Además de enunciados que desean ser cariñosos, como Qué quele mi princhipito pechocho,2 muy probablemente nuestro primer contacto con la música —además de los sonidos que logran llegar al vientre materno— sean las canciones de cuna, como la muy extendida “A la rurru, nene/niño, a la rurru ya…”, y meses después “A los maderos de San Juan…” y luego “A la víbora, víbora de la mar…”. Se hallan también en el fondo de nuestro inconsciente colectivo, lo quiera uno o no, melodías y letras que forman parte de nuestra idiosincrasia, de nuestra mexicanidad, por haberlas escuchado de manera frecuente prácticamente desde la cuna. He aquí algunos ejemplos: “… no pierdas el tino…”, “… que cantaba el rey David…”, “… ciña, oh Patria, tus sienes de oliva…”, “…canta y no llores…”, “yo tengo tentación de un beso…”, “…como un sol entre céfiros trinos…”. Lo mismo ocurre con la música instrumental, presente en festividades en escuelas y plazas públicas, como la “Marcha de Zacatecas” o el “Huapango” de Moncayo. Las naciones tienen himnos con letras cuya función es aglutinar a individuos disímiles en torno a la noción de una patria común y solidificar el sentido de pertenencia a un “nosotros” para poder enfrentar, aunque sea simbólicamente, a “los otros”.

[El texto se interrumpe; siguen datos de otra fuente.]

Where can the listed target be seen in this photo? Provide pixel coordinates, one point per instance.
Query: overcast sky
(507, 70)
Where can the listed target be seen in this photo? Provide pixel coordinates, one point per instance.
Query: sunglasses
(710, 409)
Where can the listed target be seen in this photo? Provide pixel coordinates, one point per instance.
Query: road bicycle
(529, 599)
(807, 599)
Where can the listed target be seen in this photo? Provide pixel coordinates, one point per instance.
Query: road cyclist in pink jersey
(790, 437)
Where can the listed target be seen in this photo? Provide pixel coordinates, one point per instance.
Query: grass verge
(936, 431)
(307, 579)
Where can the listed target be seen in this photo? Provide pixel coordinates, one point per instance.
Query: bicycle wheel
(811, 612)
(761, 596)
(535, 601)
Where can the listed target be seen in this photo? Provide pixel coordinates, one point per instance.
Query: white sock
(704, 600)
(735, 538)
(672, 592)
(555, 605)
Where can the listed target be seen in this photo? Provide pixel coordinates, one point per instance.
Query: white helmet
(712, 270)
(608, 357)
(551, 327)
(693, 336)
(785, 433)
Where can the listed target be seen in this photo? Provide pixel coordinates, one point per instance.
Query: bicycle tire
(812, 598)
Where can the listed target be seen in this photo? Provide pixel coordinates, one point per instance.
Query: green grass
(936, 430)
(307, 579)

Se dice que la música amansa las fieras; la existencia de las bandas de guerra, sin embargo, contradice el dicho, pero “ese es otro cantar”.3 Las diversas religiones se sirven de los cánticos para amalgamar la fe de los feligreses; los incluyen en la liturgia y suelen cantarse a coro. En las iglesias católicas los acordes del órgano retumban en las paredes así como en los corazones.
Los escolares llevan acordeones para copiar en los exámenes, los dolientes “traen la música por dentro”. Otros “hacen (un) tango” si no son recibidos con fanfarrias4 o con bombo y platillos mientras que otros “no cantan victoria” (ni mal las rancheras). En los estadios suele escucharse música de viento, es decir silbidos; a algunos impertinentes los mandan “con su música a otra parte”.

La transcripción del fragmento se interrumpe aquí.